The program includes musical performances from contemporary folk singers, who aim to revive Porter's songs. Performers included Dave Ruch, Lee Knight and Dan Berggren, who had all previously worked with Porter's collection in their own projects, and who helped Larson understand the historical significance of the folk songs. Larson invited the Bacon Brothers, Kevin and Michael, to record a song for the project, as they frequently visit their family camp in the Adirondacks. Peter Yarrow and Noel Paul Stooky of Peter, Paul and Mary fame gave their insight into traditional music of the northeast. Larson was also able to speak with folk legend Pete Seeger, a conversation that became his official final television interview when the singer passed away in January of this year.

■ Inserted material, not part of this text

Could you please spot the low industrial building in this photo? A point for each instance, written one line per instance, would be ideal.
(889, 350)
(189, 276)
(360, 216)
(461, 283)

"Mountain Lake PBS has aspired to tell the stories of the Adirondack region for over 35 years," Dan Swinton, executive producer of the documentary, said. "We are extremely honored to receive this award as it reinforces our role as an important voice for our communities we serve."
This documentary was just one part of a multiplatform project aiming to increase awareness of and access to the Marjorie L. Porter Collection of North Country Folklore. Traditional Arts of Upstate New York (TAUNY) partnered with Mountain Lake PBS, SUNY Plattsburgh, and The Adirondack History Center Museum on the initiative which included: an album of new recordings from the Porter Collection interpreted by well-known regional and national musicians; a traveling exhibit about Marjorie Lansing Porter and her work, including new original research with descendants of Porter and the singers she recorded; a manuscript of all the folksongs of Porter Collection; publication of a 40 page songbook from the Porter Collection; a concert series hitting six locations throughout the Adirondack Park; and this 1-hour televised documentary.
The National Academy of Television Arts and Sciences distributes Regional Emmy® Awards in 20 regions across the United States.